Assiduously, I hunted further and found what the department’s memorandum tells us the clause is for:
“There are a number of consequential changes being made by the Bill, particularly those flowing from the addition of a new procedure for modifying neighbourhood plans, restricting the imposition of planning conditions, and amendments to compulsory purchase legislation”.
That is a very neat summary of a very complex piece of legislation, but this is the justification that the department advances:
“It is possible that not all such consequential changes have been identified in the Bill. As such it is considered prudent for the Bill to contain a power to deal with these in secondary legislation”.
Is that any sort of justification?
Going back to the wording, if,
“the Secretary of State considers appropriate”,
is an entirely subjective discretion, entirely uncontrolled in any way by the legislation. Is that really what the department wants? Well, the department may want it, but we are being invited to give powers to a Secretary of State years down the line to repeal an Act of Parliament, the whole Act, the Act that noble Lords have spent four days working on in this Committee. By this provision, if it comes into force, it can all be wiped out. That is what Henry VIII means.
I repeat that I totally accept the good faith of the Minister, I accept it completely and utterly, but he will not be the Minister 10 or 20 years from now, and the list of legislation that the noble Lord, Lord Cameron, gave us reminds us of how long this legislation could last. So because the department thinks there is a vague, undefined possibility that may arise in the future, I respectfully suggest that we are being landed with a hugely dangerous piece of legislation because it is totally unjustified.

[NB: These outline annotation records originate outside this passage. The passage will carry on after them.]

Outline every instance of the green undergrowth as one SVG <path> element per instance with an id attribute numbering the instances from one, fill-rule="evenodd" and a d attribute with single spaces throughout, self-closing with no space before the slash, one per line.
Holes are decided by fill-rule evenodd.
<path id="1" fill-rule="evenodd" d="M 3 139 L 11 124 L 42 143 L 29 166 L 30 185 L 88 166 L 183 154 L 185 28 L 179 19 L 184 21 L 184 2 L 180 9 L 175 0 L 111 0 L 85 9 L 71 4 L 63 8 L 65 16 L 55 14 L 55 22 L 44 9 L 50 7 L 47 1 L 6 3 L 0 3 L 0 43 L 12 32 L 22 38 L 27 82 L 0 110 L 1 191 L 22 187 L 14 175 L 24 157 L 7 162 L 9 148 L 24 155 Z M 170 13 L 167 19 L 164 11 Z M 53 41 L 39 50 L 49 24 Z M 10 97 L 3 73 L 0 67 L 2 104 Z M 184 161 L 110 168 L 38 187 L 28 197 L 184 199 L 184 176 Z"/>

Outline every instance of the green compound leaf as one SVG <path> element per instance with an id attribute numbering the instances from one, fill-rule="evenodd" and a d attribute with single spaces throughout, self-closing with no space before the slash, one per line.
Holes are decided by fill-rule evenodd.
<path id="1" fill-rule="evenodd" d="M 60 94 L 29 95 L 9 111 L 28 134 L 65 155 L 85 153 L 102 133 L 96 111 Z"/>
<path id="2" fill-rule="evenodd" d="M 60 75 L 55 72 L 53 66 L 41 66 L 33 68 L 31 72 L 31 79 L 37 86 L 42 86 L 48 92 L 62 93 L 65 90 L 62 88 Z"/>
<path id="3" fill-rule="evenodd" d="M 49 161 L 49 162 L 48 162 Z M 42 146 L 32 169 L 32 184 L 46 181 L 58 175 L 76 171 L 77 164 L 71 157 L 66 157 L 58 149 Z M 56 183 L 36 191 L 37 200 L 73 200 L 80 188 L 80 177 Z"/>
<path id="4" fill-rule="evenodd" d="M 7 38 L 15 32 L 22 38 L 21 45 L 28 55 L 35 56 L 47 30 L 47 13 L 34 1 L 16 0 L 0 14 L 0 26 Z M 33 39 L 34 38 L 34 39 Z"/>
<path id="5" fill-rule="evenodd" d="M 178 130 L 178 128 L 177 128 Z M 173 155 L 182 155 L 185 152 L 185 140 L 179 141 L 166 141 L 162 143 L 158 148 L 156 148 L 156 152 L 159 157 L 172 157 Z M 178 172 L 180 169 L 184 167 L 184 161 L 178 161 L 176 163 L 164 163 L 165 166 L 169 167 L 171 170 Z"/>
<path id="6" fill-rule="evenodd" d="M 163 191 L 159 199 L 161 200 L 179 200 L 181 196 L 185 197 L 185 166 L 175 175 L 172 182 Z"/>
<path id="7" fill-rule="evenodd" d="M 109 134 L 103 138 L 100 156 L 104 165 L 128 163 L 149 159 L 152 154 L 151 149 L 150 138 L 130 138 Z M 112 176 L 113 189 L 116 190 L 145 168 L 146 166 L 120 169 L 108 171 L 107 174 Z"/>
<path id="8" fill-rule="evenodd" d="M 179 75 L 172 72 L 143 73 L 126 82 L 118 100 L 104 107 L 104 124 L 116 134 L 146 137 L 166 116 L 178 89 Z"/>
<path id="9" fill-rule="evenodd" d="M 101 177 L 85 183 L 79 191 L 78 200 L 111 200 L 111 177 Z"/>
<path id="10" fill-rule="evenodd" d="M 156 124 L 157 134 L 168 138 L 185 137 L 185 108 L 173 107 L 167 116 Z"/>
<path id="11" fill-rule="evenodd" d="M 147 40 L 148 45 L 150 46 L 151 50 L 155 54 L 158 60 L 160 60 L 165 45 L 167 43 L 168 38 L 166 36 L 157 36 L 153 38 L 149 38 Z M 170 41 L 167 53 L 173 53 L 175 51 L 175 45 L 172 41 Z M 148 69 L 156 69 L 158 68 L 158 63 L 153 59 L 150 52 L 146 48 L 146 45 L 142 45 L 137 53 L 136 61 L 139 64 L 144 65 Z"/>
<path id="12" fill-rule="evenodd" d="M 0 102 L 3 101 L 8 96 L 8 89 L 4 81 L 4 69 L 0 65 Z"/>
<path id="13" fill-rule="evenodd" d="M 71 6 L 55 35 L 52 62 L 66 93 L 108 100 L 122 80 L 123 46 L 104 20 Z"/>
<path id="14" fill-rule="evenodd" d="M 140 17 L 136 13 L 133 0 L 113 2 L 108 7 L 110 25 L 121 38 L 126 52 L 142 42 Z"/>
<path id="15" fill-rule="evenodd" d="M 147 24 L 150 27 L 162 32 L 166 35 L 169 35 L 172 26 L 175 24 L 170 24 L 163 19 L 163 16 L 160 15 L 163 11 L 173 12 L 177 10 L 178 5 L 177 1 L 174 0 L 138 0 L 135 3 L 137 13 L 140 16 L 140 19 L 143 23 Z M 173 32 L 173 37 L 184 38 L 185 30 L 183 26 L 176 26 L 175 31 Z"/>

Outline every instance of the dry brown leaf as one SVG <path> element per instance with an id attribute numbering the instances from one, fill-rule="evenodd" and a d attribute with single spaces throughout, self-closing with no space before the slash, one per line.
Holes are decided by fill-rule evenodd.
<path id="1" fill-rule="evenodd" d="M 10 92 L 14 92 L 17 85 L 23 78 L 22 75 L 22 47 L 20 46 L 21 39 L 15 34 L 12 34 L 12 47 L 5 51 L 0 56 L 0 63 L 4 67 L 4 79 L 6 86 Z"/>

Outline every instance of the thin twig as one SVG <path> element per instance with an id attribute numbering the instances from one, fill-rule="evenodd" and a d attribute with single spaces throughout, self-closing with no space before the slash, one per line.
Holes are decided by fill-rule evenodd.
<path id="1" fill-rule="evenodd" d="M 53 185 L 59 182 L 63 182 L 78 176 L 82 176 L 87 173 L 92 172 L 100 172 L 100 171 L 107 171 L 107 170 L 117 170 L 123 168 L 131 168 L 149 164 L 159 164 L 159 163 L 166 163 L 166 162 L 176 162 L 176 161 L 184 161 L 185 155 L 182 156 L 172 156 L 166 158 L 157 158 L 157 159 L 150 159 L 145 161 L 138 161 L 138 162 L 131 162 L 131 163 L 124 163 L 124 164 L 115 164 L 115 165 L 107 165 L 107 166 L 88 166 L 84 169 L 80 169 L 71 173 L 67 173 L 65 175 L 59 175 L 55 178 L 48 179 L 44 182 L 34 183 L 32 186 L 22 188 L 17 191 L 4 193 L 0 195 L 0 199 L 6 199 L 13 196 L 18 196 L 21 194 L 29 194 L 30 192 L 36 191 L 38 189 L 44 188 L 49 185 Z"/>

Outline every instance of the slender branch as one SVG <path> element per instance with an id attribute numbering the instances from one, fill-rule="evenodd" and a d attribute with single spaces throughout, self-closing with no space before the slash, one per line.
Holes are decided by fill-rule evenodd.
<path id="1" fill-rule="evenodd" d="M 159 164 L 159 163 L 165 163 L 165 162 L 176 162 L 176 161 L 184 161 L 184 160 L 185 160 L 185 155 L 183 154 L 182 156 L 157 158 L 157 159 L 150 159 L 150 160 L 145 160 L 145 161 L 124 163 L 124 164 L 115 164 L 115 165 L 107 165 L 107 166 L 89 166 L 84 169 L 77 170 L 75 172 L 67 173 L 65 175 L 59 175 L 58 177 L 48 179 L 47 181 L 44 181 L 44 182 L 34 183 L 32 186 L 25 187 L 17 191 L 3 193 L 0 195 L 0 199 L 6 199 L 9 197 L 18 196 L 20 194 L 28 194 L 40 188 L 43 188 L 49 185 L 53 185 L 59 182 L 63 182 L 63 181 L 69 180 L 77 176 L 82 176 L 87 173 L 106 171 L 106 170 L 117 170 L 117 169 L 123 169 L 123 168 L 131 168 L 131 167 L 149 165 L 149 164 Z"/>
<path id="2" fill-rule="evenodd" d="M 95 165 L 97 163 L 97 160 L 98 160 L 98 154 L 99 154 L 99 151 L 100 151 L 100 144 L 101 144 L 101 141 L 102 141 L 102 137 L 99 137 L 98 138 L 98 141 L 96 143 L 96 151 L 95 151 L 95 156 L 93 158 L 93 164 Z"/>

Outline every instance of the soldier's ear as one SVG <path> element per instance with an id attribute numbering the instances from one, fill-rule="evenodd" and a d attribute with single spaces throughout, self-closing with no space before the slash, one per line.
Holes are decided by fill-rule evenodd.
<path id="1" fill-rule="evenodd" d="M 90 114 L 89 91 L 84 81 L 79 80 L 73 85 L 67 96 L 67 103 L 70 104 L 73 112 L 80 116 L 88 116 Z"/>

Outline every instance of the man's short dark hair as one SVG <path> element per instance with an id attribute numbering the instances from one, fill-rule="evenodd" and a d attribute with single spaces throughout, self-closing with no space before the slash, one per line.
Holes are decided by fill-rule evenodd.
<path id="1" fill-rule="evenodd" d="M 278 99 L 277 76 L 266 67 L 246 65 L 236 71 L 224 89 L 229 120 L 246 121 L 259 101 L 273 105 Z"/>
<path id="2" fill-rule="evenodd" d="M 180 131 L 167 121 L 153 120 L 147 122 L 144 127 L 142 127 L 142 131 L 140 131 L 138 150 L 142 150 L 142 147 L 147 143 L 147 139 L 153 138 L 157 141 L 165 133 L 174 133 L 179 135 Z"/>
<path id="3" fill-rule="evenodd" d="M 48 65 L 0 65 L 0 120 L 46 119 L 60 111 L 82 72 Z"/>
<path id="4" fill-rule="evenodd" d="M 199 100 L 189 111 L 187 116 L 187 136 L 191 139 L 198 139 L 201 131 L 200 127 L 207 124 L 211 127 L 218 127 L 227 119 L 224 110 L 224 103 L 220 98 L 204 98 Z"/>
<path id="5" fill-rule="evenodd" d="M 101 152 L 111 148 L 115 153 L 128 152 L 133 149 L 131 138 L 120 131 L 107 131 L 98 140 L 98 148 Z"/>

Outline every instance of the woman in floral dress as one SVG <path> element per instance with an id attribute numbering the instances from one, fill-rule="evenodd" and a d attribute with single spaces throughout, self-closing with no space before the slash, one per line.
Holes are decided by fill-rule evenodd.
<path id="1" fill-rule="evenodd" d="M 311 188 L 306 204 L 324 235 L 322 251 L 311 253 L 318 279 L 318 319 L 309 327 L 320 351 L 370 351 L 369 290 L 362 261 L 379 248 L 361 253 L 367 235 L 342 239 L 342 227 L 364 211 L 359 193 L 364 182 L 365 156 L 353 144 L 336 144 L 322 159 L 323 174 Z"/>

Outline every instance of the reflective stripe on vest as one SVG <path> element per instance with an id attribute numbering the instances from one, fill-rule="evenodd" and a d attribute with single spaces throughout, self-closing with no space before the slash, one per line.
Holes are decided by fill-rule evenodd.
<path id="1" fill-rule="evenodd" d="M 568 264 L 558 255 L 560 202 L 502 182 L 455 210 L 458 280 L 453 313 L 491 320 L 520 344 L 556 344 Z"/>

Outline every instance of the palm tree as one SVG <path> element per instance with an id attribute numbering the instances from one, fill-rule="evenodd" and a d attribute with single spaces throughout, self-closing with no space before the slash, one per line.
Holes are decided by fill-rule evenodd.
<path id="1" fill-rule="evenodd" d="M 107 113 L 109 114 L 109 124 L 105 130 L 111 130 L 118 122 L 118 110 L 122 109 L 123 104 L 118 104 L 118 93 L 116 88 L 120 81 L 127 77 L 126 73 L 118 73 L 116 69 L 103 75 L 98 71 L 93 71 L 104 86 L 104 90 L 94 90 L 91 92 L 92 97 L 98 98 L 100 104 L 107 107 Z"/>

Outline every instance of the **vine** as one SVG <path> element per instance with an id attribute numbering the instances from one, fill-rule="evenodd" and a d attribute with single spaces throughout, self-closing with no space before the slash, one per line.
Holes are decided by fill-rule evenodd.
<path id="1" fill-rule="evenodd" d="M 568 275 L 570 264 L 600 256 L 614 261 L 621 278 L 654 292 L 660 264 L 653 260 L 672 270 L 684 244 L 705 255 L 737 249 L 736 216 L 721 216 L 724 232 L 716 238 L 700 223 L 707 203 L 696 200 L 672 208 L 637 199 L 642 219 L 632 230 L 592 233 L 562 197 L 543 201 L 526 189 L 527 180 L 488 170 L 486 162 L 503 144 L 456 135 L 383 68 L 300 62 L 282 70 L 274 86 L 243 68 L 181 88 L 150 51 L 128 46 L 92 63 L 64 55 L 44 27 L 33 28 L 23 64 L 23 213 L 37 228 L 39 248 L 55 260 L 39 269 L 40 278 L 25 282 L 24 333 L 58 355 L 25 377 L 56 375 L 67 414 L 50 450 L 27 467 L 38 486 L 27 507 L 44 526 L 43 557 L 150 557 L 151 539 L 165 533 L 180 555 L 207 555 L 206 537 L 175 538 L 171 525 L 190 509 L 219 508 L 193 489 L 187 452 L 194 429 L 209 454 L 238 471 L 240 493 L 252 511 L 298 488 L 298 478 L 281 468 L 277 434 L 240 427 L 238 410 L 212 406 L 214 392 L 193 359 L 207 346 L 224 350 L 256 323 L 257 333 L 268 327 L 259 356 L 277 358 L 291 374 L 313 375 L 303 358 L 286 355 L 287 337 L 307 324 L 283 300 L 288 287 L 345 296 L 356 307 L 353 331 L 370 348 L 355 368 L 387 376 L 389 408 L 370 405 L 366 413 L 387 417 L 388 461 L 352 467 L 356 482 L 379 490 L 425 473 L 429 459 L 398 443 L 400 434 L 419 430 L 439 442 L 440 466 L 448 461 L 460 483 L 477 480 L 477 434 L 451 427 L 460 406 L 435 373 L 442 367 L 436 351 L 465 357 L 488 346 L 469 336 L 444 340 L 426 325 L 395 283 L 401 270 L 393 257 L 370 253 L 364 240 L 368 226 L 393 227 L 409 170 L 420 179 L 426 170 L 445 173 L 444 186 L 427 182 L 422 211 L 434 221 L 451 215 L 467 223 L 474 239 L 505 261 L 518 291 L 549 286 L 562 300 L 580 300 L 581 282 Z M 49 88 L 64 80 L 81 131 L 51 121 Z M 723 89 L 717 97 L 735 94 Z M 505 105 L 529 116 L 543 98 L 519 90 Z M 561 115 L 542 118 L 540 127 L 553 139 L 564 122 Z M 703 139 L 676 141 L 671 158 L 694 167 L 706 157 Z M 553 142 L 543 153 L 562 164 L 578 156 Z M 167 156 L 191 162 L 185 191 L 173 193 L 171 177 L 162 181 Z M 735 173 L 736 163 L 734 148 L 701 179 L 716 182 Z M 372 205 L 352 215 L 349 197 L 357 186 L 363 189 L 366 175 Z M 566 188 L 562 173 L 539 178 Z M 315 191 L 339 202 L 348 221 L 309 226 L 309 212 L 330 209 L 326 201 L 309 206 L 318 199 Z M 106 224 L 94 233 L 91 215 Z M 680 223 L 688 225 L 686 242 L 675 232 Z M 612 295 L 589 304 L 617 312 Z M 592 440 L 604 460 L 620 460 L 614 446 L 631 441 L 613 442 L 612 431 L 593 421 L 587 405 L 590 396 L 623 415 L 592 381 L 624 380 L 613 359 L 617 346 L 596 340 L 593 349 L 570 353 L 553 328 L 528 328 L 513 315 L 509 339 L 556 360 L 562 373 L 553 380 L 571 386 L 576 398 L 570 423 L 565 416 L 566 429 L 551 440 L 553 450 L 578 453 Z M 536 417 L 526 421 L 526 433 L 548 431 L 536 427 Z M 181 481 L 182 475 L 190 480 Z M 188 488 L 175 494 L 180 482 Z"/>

Of course the future is unsure. We all know that; Shakespeare told us that. It is the most important line he wrote. We know that the future is unsure, but it is not a justification for giving literally sweeping—sweeping away—powers to the Executive. That is not how we should operate.
I wholly support everything that the noble and learned Lord, Lord Judge, just said, and what the noble Baroness, Lady Cumberlege, said in introducing this debate. The matter that concerns the Delegated and Regulatory Reform Committee is on page 9 of its report, at paragraph 54. Not only is the power “very wide” in scope, but it,
“is to make whatever provisions—including ones amending and repealing Acts of Parliament … We note that it has become standard practice for provisions of this type to be included near the end of a Bill”.
This is appearing all the time. It is really an insurance policy: “We might make a mistake, and if we make a mistake we do not want to have the trouble of admitting it; we will just get some secondary instrument through Parliament, and that will be all that we have to do”. That is not a sufficient justification for such a wide power.
The committee suggested that at the very least, the power could be restricted by some type of objective test of necessity: to where it is necessary—to “where we have made a mistake” if you like—or to where something important has been omitted. We need something that gives substantive limitation to such a widely expressed power.